Charles Braine a, lui, plaidé notamment pour une répartition des droits de pêche et des quotas basée sur des critères environnementaux, sociaux et économiques, pour une « meilleure valorisation des produits de la mer pour pêcher moins mais mieux. La ressource est limitée. » Lui a mis en place un système de vente directe aux consommateurs avec l’entreprise Poiscaille.

Lorient agglomération a prêté, sous forme d’avance remboursable (sous 9 ans), 500 000 € à la SAS Ker-Oman (appartenant à la Sem Keroman et à trois entités privées). « Pourquoi ne pas utiliser ces 500 000 € pour aider les pêcheurs en difficulté ? », émet Caroline Roose, pour qui le projet Ker-Oman est une « aberration totale ».

Laetitia Bisiaux de l’association Bloom (qui oeuvre pour la conservation marine) propose que « les 35 % de la taxe sur les éoliennes maritimes qui reviendra au comité national des pêches servent à la transition. »

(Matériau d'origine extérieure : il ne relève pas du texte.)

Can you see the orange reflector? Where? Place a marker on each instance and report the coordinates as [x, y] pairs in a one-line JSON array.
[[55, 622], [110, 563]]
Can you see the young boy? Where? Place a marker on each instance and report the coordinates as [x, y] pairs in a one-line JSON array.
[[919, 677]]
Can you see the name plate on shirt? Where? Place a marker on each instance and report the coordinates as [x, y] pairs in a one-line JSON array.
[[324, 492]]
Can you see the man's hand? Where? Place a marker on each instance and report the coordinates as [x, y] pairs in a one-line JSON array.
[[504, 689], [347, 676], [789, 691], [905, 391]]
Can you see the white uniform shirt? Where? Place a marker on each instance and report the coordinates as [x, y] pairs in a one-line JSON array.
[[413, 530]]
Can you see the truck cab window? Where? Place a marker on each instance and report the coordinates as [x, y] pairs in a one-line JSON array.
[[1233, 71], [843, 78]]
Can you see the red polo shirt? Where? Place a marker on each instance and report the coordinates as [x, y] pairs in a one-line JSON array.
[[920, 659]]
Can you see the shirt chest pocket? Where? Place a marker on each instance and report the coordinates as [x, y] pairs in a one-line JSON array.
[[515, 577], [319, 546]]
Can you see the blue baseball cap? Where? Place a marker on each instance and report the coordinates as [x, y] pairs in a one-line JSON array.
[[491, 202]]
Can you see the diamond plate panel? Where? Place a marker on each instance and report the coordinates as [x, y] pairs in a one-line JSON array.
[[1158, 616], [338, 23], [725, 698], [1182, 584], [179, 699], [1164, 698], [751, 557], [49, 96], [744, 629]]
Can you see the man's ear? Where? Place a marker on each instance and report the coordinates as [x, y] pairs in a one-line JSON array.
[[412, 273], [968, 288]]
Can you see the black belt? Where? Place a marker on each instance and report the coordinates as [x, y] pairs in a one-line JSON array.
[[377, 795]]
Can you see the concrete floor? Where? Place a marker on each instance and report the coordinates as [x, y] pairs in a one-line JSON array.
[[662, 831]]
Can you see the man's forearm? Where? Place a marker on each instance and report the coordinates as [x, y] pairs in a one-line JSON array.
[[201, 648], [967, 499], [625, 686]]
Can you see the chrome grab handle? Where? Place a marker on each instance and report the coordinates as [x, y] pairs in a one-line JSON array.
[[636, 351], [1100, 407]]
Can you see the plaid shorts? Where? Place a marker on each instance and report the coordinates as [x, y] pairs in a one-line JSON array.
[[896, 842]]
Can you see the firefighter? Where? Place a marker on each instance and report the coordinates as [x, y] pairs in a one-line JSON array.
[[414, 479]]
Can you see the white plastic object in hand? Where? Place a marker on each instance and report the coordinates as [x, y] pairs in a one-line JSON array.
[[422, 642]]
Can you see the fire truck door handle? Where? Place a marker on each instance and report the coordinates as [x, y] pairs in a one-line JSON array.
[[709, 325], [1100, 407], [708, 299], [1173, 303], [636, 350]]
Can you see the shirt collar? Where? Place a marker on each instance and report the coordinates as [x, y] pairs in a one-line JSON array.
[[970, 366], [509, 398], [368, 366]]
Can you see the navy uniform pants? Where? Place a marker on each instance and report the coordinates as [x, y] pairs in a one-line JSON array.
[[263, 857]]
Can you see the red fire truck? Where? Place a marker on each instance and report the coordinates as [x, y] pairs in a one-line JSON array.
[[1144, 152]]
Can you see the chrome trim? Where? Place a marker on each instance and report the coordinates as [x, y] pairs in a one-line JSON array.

6. Damien Girard invite Fabrice Loher à débat public

Damien Girard, chef de file de l’opposition municipale écologiste et de gauche, qui a du mal à comprendre « la plus value pour le territoire », invite Fabrice Loher à un débat public avec lui le sujet. Plus généralement sur « les solutions pour faire face aux difficultés des filières de pêche et de traitement des produits de la pêche »… avant les élections municipales qui auront lieu dans plus de deux ans.